Okay, so I need to finish THE NOVEL some time next month. To do this I'm going to have to "crash" in the Kazuo Ishiguro sense.
“He [Ishiguro] takes a lot of time to prepare a novel, just thinking about it, and then he draws a line through his diary for three or four weeks. He just writes for 10 hours a day, and at the end he has a novel.”
Well, my crash isn't quite like that. I mean, I've already written 85,000 words. But I need a couple more in places, a couple less in others. I need to make one character appear in an earlier chapter because I've said he was there in a later one. And once I've got everything "in", I have to make it sound not sound like writing.
So in a week or two I'm going to stop blogging until THE NOVEL is put to bed.
But before I hit 'snooze', I've got to post my thoughts on the two Jim Shepard short story collections I've read (once I've written those reflections, of course).
And I just bought the new poetry collections from Geoff Cochrane and James Brown, and Jenny Pattrick's new novel Skylark.

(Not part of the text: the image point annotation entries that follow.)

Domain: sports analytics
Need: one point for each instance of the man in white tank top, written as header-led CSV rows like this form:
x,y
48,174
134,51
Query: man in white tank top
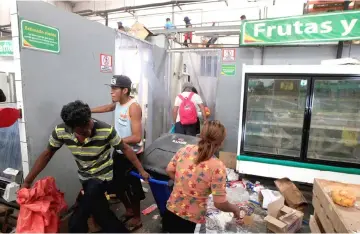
x,y
128,115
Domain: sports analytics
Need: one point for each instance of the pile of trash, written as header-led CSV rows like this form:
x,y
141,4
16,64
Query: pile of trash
x,y
261,206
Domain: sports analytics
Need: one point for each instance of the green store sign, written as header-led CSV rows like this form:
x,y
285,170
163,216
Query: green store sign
x,y
339,26
6,48
39,37
228,69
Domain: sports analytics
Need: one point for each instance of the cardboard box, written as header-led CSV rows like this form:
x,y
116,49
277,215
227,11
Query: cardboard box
x,y
140,31
283,219
267,196
229,159
293,196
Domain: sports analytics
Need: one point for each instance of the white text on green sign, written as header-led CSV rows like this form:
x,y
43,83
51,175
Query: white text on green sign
x,y
6,48
40,37
309,28
228,69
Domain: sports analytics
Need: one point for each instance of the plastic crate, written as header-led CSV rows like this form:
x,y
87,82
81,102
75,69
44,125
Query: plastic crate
x,y
161,191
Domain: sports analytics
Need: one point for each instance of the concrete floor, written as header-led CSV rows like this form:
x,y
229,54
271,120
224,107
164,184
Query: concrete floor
x,y
152,221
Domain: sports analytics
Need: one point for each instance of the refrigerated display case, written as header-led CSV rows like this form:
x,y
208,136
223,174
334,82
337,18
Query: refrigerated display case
x,y
308,116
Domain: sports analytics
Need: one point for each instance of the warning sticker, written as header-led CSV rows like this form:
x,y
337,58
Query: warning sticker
x,y
105,63
228,55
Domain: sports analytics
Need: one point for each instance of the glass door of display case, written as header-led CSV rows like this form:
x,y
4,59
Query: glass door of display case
x,y
335,120
274,117
308,118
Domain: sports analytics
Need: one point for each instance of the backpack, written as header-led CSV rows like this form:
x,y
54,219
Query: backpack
x,y
187,110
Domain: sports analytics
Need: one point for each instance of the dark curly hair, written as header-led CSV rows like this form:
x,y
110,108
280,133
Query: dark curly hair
x,y
76,114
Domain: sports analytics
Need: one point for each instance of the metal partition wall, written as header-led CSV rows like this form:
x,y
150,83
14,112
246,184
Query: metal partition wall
x,y
10,154
136,59
307,117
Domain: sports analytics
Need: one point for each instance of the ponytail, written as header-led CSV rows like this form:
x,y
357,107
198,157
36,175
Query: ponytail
x,y
212,135
206,150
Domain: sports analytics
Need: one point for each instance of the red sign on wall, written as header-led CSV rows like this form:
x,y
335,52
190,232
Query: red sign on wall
x,y
105,63
228,55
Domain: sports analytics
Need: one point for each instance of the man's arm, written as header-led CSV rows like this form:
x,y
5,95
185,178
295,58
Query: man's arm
x,y
135,115
175,111
104,109
118,144
39,165
54,144
202,108
200,103
2,96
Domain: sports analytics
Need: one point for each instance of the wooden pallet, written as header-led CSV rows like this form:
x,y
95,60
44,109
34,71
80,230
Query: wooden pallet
x,y
329,217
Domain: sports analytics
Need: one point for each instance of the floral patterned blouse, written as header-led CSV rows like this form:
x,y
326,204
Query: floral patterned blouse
x,y
194,183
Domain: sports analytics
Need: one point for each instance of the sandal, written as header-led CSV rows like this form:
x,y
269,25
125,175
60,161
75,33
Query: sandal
x,y
133,227
125,218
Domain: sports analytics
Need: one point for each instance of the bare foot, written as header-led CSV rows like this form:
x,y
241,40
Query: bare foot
x,y
134,224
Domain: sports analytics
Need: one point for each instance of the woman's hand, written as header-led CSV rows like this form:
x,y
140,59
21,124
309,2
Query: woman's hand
x,y
26,185
145,175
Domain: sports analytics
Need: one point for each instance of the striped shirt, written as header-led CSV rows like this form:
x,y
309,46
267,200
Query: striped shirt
x,y
93,155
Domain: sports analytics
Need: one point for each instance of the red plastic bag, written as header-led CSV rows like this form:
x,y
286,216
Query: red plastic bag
x,y
40,207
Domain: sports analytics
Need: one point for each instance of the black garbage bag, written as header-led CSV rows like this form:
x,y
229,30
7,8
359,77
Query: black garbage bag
x,y
158,155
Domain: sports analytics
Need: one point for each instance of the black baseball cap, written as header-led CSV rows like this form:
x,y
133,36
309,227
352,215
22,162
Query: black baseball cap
x,y
121,81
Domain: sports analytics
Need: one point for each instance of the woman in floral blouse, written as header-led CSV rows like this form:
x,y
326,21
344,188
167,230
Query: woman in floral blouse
x,y
197,173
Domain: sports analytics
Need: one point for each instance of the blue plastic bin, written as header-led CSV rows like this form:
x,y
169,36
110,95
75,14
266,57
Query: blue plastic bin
x,y
160,190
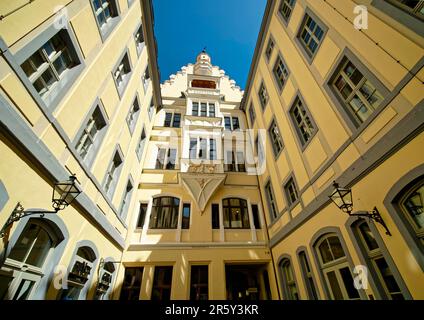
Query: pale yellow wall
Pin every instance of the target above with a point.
(333, 132)
(23, 180)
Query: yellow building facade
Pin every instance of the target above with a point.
(200, 233)
(79, 85)
(339, 86)
(196, 189)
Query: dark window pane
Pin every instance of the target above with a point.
(334, 285)
(348, 282)
(162, 284)
(132, 284)
(368, 236)
(186, 216)
(142, 215)
(325, 252)
(199, 283)
(336, 247)
(215, 216)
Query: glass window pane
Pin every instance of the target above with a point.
(41, 248)
(24, 290)
(4, 285)
(325, 252)
(414, 207)
(388, 278)
(348, 282)
(334, 285)
(24, 243)
(367, 235)
(336, 247)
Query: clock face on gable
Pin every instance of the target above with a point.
(203, 84)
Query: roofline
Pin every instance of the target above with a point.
(258, 49)
(152, 48)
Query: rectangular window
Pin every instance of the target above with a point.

I'm excited about all three, but nothing can quite compare to the excitement of having a new volume of Geoff Cochrane in your hands.
The closest thing I can compare it to is when I was in my early teens and I'd just brought a new CD and you can't do anything until you've listened to it. We didn't have a CD player in our car, so sometimes I had to make do with reading the liner notes on the way home. Some times, OK Computer for example, the art and the lyrics were a good place to start. Other times, something by The Stone Temple Pilots say, reading the lyrics let a little of the air out of an album.
So when I jumped on the bus today after spending all my allowance on books, I just had to start reading The Bengal Engine's Mango Afterglow.
It's good. How can it not be? But I'm going to take my time, read it alongside Warm Auditorium and then post something thoughtful when I return from my crash.
Until then, you can pass the time by reading my take on Cochrane's previous collection, The Worm in the Tequila. (NB: I totally picked that 'The Lich-gate' would make it into Best NZ Poems 2010)
While I'm posting photos of books on the spare bed in my office, here's my copy of The Warwick Review's NZ issue which arrived in the mail about ten days ago.
It features cover boy Vincent O'Sullivan, Fiona Kidman, Elizabeth Smither, Greg O'Brien, CK Stead, Chris Price, Diana Bridge, Patrick Evans and my short story, 'The Cuddies', which begins the night before Valentine's Day:
In the last few hours before sunrise, Dave Cuddie took the opportunity to visit old friends. He walked along the rows, directing his flashlight at the plaques and nodding his greeting to Hot Chocolate, Dusky Dancer, Racy Lady -- names that had lost their humorous tingle in this his seventh year patrolling Mrs Bonaventure's rose garden.If you want to read the whole story and you're not in the UK (or can't wrangle a copy of WR), you'll just have to wait until a kind publisher lets me release another collection of short fiction (and hope 'The Cuddies' makes the cut). So, 2021 maybe?